If privates - I think I'd have to swap Bertie out. More and more I think that is the practical route to go since I'm not teaching Bertie anything new these days. 



Specific things I'm working on -

Bertie - nothing really. We practice everything to keep him polished, but again he's not learning anything new. 

Jovi - I'm working on fronts, finishes, off leash heeling, and halts. Small things that I'm not that happy about are losing 1/2 points on every sit because he's just slightly crooked. Drives me nuts. >.< 

Gleeful - our usual daily run through currently is heeling, position changes, recalls, stacks, stays (sits, downs, stands), take/hold/give for future retrieves, marks, go-touches, and "find it".


----------



## ArkansasGold (Dec 7, 2017)

Thank you for starting this thread Angela! Now that I'm done showing Eevee in conformation for awhile so she can grow up, I'm going to get back Obedience and Rally with both dogs. I think Rocket is genuinely happier (not that he's ever unhappy) when we train regularly. It's just me and him time and we both usually have a blast. Glad that Sunnyside is back to their regular schedule now that we are all done showing for awhile.

Rocket - heeling, heeling, and more heeling. I'd like to get his CD at the February Columbus All-breed shows. Could we Q now? Probably, but I want NICE heeling, not 5 points off heeling. We may need to work on the sit-stay a bit because he's lazy and likes to lay down after about 20 seconds. The other exercises will just need to be refreshed and polished. His fronts are generally wonderful, but the left-finishes in particular could use some fine tuning. Although it's not like it matters which finish you use. I think most people just pick the one that the dog does the best and by best I mean straightest. So I'll be getting my board back out and working on those things. After we hopefully get his CD, we'll go back to work on our RACH. I'm hoping that working on the CD will bring back the engagement that we had before we did 5 Triple Q's in one weekend. Once we get the engagement back, we'll work on being very precise and consistent for all of the Master and Excellent exercises in particular. I kinda wish they would drop Advanced from the RACH requirement because it's very easy compared to Master, but I digress. 

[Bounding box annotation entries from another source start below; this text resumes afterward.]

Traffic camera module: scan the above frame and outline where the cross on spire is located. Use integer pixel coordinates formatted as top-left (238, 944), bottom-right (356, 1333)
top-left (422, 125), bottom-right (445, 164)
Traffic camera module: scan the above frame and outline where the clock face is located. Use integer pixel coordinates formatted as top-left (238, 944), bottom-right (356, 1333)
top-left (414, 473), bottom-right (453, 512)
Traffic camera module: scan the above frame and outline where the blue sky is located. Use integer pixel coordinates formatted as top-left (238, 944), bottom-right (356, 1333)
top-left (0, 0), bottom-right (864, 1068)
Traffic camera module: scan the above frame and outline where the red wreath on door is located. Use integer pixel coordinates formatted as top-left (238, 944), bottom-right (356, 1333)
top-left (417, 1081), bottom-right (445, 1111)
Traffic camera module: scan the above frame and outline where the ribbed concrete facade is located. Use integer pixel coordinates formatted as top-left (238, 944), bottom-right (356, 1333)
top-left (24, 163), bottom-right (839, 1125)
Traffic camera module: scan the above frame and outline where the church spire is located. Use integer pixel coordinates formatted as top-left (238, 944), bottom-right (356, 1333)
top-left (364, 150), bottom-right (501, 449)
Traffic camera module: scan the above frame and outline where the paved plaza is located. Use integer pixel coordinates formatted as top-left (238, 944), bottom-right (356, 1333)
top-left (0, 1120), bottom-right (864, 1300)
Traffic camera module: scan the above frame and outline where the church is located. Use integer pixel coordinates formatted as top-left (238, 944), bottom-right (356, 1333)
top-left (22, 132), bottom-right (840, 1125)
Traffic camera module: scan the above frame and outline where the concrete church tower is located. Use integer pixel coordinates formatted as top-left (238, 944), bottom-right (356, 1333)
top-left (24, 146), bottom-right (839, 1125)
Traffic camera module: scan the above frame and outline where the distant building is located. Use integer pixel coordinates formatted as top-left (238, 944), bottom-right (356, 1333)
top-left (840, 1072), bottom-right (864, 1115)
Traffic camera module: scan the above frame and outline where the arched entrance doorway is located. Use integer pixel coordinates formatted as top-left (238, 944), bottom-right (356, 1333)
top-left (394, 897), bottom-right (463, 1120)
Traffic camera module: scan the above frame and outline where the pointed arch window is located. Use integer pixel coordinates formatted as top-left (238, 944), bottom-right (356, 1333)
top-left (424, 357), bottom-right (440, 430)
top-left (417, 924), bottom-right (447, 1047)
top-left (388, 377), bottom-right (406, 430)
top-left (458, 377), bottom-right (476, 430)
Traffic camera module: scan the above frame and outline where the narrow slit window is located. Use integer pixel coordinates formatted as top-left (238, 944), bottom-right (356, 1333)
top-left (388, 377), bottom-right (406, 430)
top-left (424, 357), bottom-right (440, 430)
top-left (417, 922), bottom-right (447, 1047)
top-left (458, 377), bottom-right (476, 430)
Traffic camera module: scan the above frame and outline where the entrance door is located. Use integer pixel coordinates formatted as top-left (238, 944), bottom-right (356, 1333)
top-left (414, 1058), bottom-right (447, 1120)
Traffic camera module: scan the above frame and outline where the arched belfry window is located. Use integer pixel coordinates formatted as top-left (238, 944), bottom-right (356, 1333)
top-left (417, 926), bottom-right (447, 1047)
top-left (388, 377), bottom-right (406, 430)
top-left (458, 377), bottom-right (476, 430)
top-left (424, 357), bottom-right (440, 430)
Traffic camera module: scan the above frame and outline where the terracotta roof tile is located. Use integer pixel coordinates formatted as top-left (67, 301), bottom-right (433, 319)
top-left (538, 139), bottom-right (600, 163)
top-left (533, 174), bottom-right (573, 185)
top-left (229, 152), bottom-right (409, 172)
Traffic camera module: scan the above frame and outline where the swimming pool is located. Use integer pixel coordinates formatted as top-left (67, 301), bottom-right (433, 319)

Eevee - We've been focusing so much on conformation lately that I let the Obedience side of things slide a little bit, but we still do drills before meals and stuff. SO, I'm going to work on basically everything but jumping with her over the next several months: straight fronts, finishes to both sides, position changes, pivots, and HEELING of course. I'll be introducing her to the board as well once she understands what all of the exercises are. I need to get her a good obedience collar and leash, since all I have for her right now are conformation things... facepalm... And I may introduce the jump, but keep it at the lowest setting just so she understands what the object is. She is so enthusiastic and happy that I think we will have a lot of fun. She's got drive and energy to spare, so I'm hoping to turn that into good things. Kinda a side note, but she has so much prey drive that she paced and cried for literally AN HOUR the other day because she couldn't go chase whatever animal she saw through the window. Yesterday, she chased literally every leaf that flew across the yard (and caught several, I might add) until I had to use my mom voice to call her in, so we will also be doing lure coursing as soon as it warms back up.


----------



## puddles everywhere (May 13, 2016)

I use a tennis ball or piece of pvc... there is always something there for her to get. I followed her out to teach her to turn and sit (at first anyway) gratefully Sips was quick to catch on with this part but needed to make sure she sits quickly vs returning or corrections.
I also taught her to go around a cone or bucket.. with a hand signal, she thinks this is fun. Not sure if that helps 
But honestly I started back when she was about 7 wks by putting a piece of kibble on top of a bucket and telling her to "go" so the going out part was already there. 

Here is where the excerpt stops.